When I was kid, we used to have a time before Sunday School called “opening exercises.” There were no jumping jacks. Just some announcements, birthday and anniversary celebrations, and so on. However, the biggest thing, every week, was the light devotional shared by the Sunday School Superintendent.
These devotionals almost always contained some sort of mortality tale that was forward to the superintendent’s email that week.
It was, to put it mildly, a dreadful routine, and unsurprisingly, so many of these stories weren’t true. Sadly, there wasn’t a Snopes around to help us out.
Of course, there are so many untrue or at least questionably true stories and snippets that pastors and writers through out, usually sans context:
- The US divorce rate being 50% and/or it being the same for Christians and non-Christians
- The Christian faith of the Founding Fathers and other American figures like Abraham Lincoln*
- And anything involving blood moons
I can’t tell you how many times my job as a pastor requires me to pour through articles, videos, and, of course, the Bible, trying to figure out what is actually true. It hasn’t come up yet, but in this era of “fake news,” I’m sure I’ll have my work cut out for me.
And so will every other pastor out there who’s committed to presenting eternal truth to his or her congregation. They will be forced to answer, correct, even rebuke their parishioners, and many don’t have the resources to gather the information required.
That’s where you come, dear reader.
Church Tech Turned Research Assistant
Churches and pastors need help finding, sourcing, and analyzing data, and I’m sorry, but I’m pretty sure that’s what church techs excel at. Problem-solving is half of what we do, and the requires some deep analytical thinking. Combine all of this with our internet savvy, and we can be a big research resource.
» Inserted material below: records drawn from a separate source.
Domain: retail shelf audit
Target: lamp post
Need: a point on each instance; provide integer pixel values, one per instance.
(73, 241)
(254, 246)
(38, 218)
I’m not saying that we need to be the ones bringing correction. Far from it.
That’s up to the pastoral staff.
Nor should we be the ones searching for windmills to tilt at. Rather, we should make ourselves and our skills available to our leadership, letting them know that we are wiling and able to resource the church with as much information and analysis as can be.
The Inherent Danger
Now, I know that this idea is fraught with danger. We don’t all agree politically, and the “fake news” hysteria is rampant on all sides. To be clear, I know that most of the people in my church don’t agree with me politically, and that’s ok.
They’re wrong.
I’m joking, a little, because we all think that we’re right, and I’m no different. However, what frightens me here is empowering our biases by engaging our skills. Please understand that we cannot feed the fires of division that threaten our nation and would threaten our churches, should we give it the chance.
Thus, when we offer our services to our pastor staff, it must not be as digital form of the Spanish Inquisition, nor as self-appointed arbiters of what is or isn’t going on in politics. We must do this as servants of God’s eternal truth.
Or we must not do it.
Truth leads us to God, leads us back home. Repeating the talking points of our preferred news networks is not to be elevated to the place of evangelism. Fox News does’t have the gospel. MSNBC doesn’t have the gospel. When we offer ourselves up to explore, present, and promote the truth, we must put the Truth, Christ Himself, above all of our petty differences.
In just over three and a half years, we may have a new president, but we will always have the same King.
*Though “Christian” in their upbringing and culture, most of these men, based upon their writings, were likely to be deists or theists. They certainly weren’t evangelical, born-again Christians, as they are often made out to be.